The next 45L threshold increases to a $1,000 credit per unit. These units must meet the Energy Star 3.1 along with the Zero Energy Ready Home (ZERH) program requirements. A ZERH fundamentally requires units be constructed to allow for easy installation of solar energy that results in the unit consuming a net-zero energy consumption if renewable solar energy is operable.
The largest 45L credit must meet the “prevailing wage” standard. Those who have received Department of Housing and Urban Development (HUD) financing already abide by that standard. Certain state financing also requires home builders to follow Davis-Bacon Act prevailing wage stipulations. Combining the Energy Star 3.1 requirement and prevailing wage multiplies the $500 credit by five times to a credit of $2,500 per unit. If ZERH requirements are met, the $1,000 per unit credit increases five times to $5,000 per unit.
High-Efficiency Electric Home Rebate Act
The HEERA helps make home electrification possible for America’s most energy vulnerable households. It helps low- and moderate-income (LMI) households afford the energy-efficient upgrades needed to lower costs and greenhouse gas emissions. HEERA designates $4.275 billion in rebate funding to be distributed by state energy offices and $225 million to be distributed by tribal governments; establishes point-of-sale consumer rebates for “qualified electrification projects,” up to $14,000 per household; covers 100% of electrification costs for low-income households and 50% of costs for moderate-income households; extends rebates to multifamily buildings in which 50% of residents are LMI; and incentivizes contractors to perform electrification projects in LMI communities.
Green and Resilient Retrofit Program (GRRP)

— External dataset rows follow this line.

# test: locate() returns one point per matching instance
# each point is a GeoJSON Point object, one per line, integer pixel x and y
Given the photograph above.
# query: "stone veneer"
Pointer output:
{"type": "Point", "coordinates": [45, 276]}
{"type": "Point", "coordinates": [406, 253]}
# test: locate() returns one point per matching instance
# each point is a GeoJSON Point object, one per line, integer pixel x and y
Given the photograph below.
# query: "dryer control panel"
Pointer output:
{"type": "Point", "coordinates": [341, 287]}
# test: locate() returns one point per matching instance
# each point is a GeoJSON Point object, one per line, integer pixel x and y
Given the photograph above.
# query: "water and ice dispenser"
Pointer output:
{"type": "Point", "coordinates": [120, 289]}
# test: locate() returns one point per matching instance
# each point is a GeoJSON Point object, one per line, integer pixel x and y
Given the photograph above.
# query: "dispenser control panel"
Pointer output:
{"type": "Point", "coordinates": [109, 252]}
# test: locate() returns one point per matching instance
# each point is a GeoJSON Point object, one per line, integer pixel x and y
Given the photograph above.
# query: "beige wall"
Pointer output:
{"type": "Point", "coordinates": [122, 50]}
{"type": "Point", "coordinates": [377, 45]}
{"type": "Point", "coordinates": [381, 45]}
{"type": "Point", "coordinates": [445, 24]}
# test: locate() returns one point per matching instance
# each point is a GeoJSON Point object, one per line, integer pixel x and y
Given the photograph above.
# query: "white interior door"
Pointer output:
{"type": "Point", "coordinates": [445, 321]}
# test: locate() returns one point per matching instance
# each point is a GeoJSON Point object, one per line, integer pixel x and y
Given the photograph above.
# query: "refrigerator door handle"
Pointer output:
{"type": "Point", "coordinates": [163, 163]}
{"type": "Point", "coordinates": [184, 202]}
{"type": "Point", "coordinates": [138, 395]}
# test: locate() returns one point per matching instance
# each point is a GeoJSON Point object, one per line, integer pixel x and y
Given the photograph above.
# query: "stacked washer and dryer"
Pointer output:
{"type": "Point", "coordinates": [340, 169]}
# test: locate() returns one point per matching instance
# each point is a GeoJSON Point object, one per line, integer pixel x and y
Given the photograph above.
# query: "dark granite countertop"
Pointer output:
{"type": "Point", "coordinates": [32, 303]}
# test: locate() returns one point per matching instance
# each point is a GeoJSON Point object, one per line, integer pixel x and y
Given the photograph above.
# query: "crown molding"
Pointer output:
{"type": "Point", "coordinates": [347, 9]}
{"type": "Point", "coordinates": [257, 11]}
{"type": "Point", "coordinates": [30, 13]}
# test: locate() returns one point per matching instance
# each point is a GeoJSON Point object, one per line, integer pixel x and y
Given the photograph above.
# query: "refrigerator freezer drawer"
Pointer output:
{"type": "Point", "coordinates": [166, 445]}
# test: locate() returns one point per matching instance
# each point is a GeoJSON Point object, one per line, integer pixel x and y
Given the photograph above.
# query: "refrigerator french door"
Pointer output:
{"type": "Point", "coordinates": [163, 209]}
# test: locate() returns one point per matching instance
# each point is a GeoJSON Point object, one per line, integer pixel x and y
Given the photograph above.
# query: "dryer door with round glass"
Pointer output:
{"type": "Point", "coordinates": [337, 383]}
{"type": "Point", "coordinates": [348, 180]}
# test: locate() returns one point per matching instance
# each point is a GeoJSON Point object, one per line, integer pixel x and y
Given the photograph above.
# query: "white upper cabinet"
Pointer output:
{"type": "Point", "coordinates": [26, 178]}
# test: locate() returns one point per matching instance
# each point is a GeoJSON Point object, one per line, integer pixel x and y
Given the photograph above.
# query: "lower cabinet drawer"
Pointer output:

The $4.8 billion GRRP offers developers and owners direct grants and loans to improve HUD-assisted properties. Eligible owners include those who receive HUD rental assistance under these programs: Multifamily Section 8 project-based rental assistance, Section 202 Supportive Housing for Low-Income Elderly, and Section 811 Supportive Housing for Low-Income Persons with Disabilities. The awards are categorized into three cohorts: Element Awards, Leading Edge Awards, and Comprehensive Awards.
Element Awards are for properties that are materially advanced in a recapitalization transaction that includes targeted utility efficiency, carbon emissions, reduction, renewable energy, and/or climate resilience measures. HUD expects to make approximately 200 awards available with $140 million in funding. This could be funding of up to $40,000 per unit, or $750,000 per property.
Leading Edge Awards are for properties with a significant capacity to execute a rehabilitation that will achieve an advanced green certification. HUD expects to make approximately 100 awards available with $400 million in funding. This could be funding up to $60,000 per unit, or $10 million per property. Leading Edge applicants have plans for advanced green certifications and are developers with a strong track record completing other green projects. As such, leading Edge awards have different scoring criteria to reflect more sophisticated projects.
Comprehensive Awards are for a range of properties, including those just beginning to think about a recapitalization plan where the property owner is interested in improving the utility efficiency and properties’ resiliency to climate hazards. HUD expects to make approximately 300 awards available with $1.47 billion in funding. This represents funding of up to $80,000 per unit, or $20 million per property.
To note, a developer’s chance of securing a GRRP grant or loan is significantly increased if they apply now because, in addition to rolling deadlines, there are caps on the total dollar amount of awards per cohort.
The IRA and its associated benefits are a bit of a Rubik’s Cube that require time, effort, and professional guidance to maximize the full benefits.